Oder doch nicht? Besagtes Zeugnis ist nämlich wohl der Grund, warum das IB Bildungszentrum Tübingen die bereits zugesagte Ausbildung zur Sozialpädagogischen Assistentin wieder zurückgezogen hat – nur wenige Tage vor Beginn des neuen Schuljahrs. Weil die 15-Jährige ihren Abschluss nämlich nicht an einer Hauptschule, sondern an einer Förderschule gemacht hat, erfüllt sie die Aufnahmevoraussetzungen nicht. Dies sei aber zunächst niemandem aufgefallen.

Missverständnis um Zeugnis fällt erst kurz vor Schulstart auf

Der Vorgang dieser gescheiterten Bewerbung mutet im Rückblick recht kurios an: Bereits im März dieses Jahres hatte die Schülerin ein Zwischenzeugnis an den IB Bildungscampus geschickt. Dass sie auf eine Förderschule geht, wurde dabei offenbar übersehen. Anfang April bestätigte die Tübinger Berufsschule ihr den Schulplatz, und im August erfolgte schließlich die offizielle Einladung zum Schulbeginn am 15. September. Den Praxisplatz in einem Steinenbronner Kindergarten hatte die Tochter bereits angetreten und habe von dort durchweg positive Rückmeldungen bekommen.

Kurz vor Beginn des Schuljahrs kam dann der Schock: Da die Mutter arbeiten musste, war die Großmutter der Jugendlichen nach Tübingen gefahren, um bei der Schule eine Unterschrift für den Praxisvertrag zu holen und das noch fehlende Abschlusszeugnis abzugeben. Als eine Mitarbeiterin das Förderschulzeugnis vor Ort entgegennahm, habe sie der völlig perplexen Oma mitgeteilt, dass die Enkelin damit die Voraussetzungen für eine Aufnahme an der Schule nicht erfülle.

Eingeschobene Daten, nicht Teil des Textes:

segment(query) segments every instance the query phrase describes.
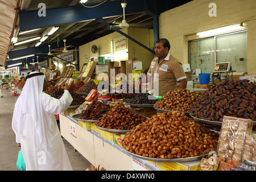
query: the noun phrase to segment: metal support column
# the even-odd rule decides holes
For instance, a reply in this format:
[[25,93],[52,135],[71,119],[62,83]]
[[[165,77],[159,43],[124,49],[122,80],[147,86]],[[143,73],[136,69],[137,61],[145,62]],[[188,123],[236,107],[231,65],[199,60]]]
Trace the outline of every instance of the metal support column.
[[138,44],[139,46],[141,46],[141,47],[144,48],[145,49],[146,49],[147,50],[148,50],[148,51],[150,51],[150,52],[151,52],[152,53],[153,53],[154,55],[155,55],[155,51],[153,50],[151,50],[151,49],[150,49],[149,48],[148,48],[147,46],[142,44],[142,43],[139,43],[139,42],[138,42],[137,40],[135,40],[134,39],[133,39],[133,38],[130,37],[130,36],[129,36],[128,35],[123,33],[123,32],[121,31],[120,30],[113,27],[113,26],[112,26],[110,24],[109,24],[109,23],[104,22],[102,19],[96,19],[98,22],[103,23],[105,25],[106,25],[107,26],[110,27],[110,29],[113,30],[114,31],[115,31],[116,32],[119,33],[120,34],[123,35],[124,36],[125,36],[126,38],[129,39],[130,40],[134,42],[135,43]]

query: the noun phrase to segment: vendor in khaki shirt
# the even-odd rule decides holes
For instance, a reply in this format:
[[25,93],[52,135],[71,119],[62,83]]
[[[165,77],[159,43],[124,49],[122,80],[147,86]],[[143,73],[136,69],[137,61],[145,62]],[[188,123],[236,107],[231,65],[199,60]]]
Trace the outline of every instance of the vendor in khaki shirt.
[[182,64],[169,53],[171,46],[166,39],[160,39],[155,44],[155,55],[147,72],[151,77],[152,92],[155,96],[163,96],[177,87],[185,88],[187,77]]
[[51,80],[56,84],[58,80],[58,77],[60,76],[60,72],[59,70],[56,69],[56,66],[54,64],[51,65],[52,73],[51,74]]

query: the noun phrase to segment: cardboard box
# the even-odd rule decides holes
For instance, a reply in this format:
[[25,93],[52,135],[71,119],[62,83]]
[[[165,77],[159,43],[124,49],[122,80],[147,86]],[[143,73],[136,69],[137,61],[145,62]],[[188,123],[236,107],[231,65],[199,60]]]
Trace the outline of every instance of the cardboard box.
[[64,115],[68,115],[71,113],[75,113],[77,108],[68,109],[64,110],[62,113]]
[[190,72],[190,64],[185,64],[182,65],[182,67],[183,68],[184,72],[185,73]]
[[191,80],[194,84],[199,83],[199,76],[191,75]]
[[191,69],[190,74],[191,76],[199,76],[201,73],[201,69]]
[[195,88],[197,88],[197,89],[207,89],[209,88],[211,86],[212,86],[212,85],[210,85],[210,84],[206,85],[206,84],[196,84],[195,85]]
[[125,74],[126,75],[126,80],[128,81],[129,80],[129,74],[133,73],[132,61],[131,60],[120,61],[120,65],[121,65],[120,73]]
[[157,167],[164,171],[197,171],[200,160],[183,163],[158,162]]
[[87,97],[85,98],[85,100],[89,102],[92,102],[93,101],[95,98],[97,98],[97,96],[98,96],[98,92],[97,90],[92,89],[90,90],[89,94],[87,96]]
[[98,133],[100,134],[100,130],[99,129],[98,129],[96,127],[96,125],[95,125],[95,123],[91,123],[91,127],[90,127],[91,130]]
[[256,78],[256,75],[242,76],[239,77],[239,79],[240,80],[246,79],[246,80],[249,80],[250,81],[251,81],[251,82],[254,81],[252,79],[252,78]]
[[193,81],[188,81],[187,84],[186,89],[191,90],[193,88],[194,84],[193,84]]
[[213,84],[214,85],[218,84],[220,82],[224,82],[228,80],[231,80],[232,79],[234,80],[240,80],[240,77],[243,76],[243,72],[233,72],[233,73],[228,73],[229,77],[227,77],[227,75],[226,73],[220,73],[221,74],[221,80],[220,81],[220,79],[215,77],[217,76],[217,74],[214,74],[213,76],[214,77],[212,78]]
[[109,76],[109,82],[110,82],[112,84],[114,84],[115,82],[116,75],[115,67],[118,65],[119,63],[117,61],[111,61],[109,63],[108,74]]
[[190,72],[185,73],[187,77],[187,81],[191,80],[191,76]]
[[109,62],[111,61],[111,59],[105,59],[105,64],[109,64]]
[[94,61],[98,62],[99,64],[105,64],[105,57],[103,56],[95,57],[93,60]]
[[151,107],[141,108],[132,107],[131,109],[138,114],[142,115],[148,118],[151,118],[154,114],[156,114],[155,109]]
[[147,91],[150,90],[150,82],[141,84],[140,85],[142,93],[147,93]]
[[133,70],[142,70],[142,62],[139,60],[132,61],[133,63]]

Die Mutter der 15-Jährigen verstand die Welt nicht mehr. „Wir haben einen massiven Fachkräftemangel. Wieso kann man da einer hoch motivierten Jugendlichen mit so einem guten Abschluss nicht einfach eine Chance geben?“, fragte sie sich und schrieb an die Schulleitung, ans Schulamt und ans Regierungspräsidium in Tübingen – jedoch ohne Erfolg.

Als die Tochter von der Absage erfährt, bricht für die junge Frau eine Welt zusammen. „Es tut mir so weh, es zerreißt mir das Herz“, sagt die Mutter. Die 41-Jährige nimmt die Absage sehr persönlich. „Wir empfinden dies als unfair und diskriminierend“, schreibt sie in einer Mail an diese Zeitung. Zudem kündigt sie an, juristisch gegen die Tübinger Berufsschule vorgehen zu wollen.

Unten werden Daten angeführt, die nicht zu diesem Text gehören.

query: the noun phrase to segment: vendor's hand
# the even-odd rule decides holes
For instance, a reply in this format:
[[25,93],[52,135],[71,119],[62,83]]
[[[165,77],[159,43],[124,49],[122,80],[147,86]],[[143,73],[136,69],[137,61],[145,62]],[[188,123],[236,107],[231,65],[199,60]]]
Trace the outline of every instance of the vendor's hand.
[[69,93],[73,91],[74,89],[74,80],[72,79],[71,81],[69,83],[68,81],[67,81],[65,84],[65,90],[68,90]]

Schulleiterin verweist auf geltende Verordnung

„Es ist schade, wenn bei der Familie das Gefühl entstanden ist, sie würden unfair oder diskriminierend behandelt“, sagt Lela Kevkhishvili. „Wir stehen für unsere Schülerinnen ein“, betont die Leiterin der Berufsfachschule für Sozialpädagogische Assistenz am Tübinger IB Bildungscampus im Gespräch mit dieser Zeitung. „Allerdings sind wir als Schule angehalten, uns an die geltende Verordnung zu halten“, erklärt sie.

Im Falle der Jugendlichen aus Steinenbronn habe man zunächst aber durchaus versucht, beim Regierungspräsidium den möglichen Spielraum auszuloten. Allerdings wäre angesichts der guten Schulleistungen der jungen Bewerberin wohl eine Ausnahme denkbar gewesen. Das RP habe es deshalb der Schule überlassen, eine Aufnahme der Jugendlichen zu prüfen. „Zu einer solchen Prüfung kam es jedoch nicht, da die Schule mitteilte, dass bereits alle Schulplätze mit den Aufnahmevoraussetzungen erfüllenden Bewerberinnen belegt sind“, teilt eine RP-Sprecherin auf Nachfrage mit.

Schulleiterin Lela Kevkhishvili bestätigt dies. Allerdings hatte sie im Gespräch mit dieser Zeitung Ende September signalisiert, dass man für die 15-Jährige aus Steinenbronn bereit gewesen wäre, die Klassengröße ausnahmsweise von maximal 32 auf 33 Personen zu erhöhen. Mit Rückblick auf die schiefgegangene Bewerbung drückt sie ihr Bedauern aus und räumt durchaus auch Versäumnisse aufseiten der Schule ein.

Knackpunkt war wohl das schon im März eingeschickte Zwischenzeugnis der Jugendlichen, mit der sie sich frühzeitig um die Ausbildungsstelle beworben hatte. Hier hätte der Schule eigentlich schon auffallen müssen, dass die junge Frau nicht auf eine Hauptschule, sondern auf eine Förderschule geht. „An dieser Stelle will ich ganz transparent sein: Das war menschliches Versagen“, verweist die Schulleiterin auf eine Mitarbeiterin der Schulverwaltung, die das Zwischenzeugnis offenbar nicht genau genug angeschaut hatte.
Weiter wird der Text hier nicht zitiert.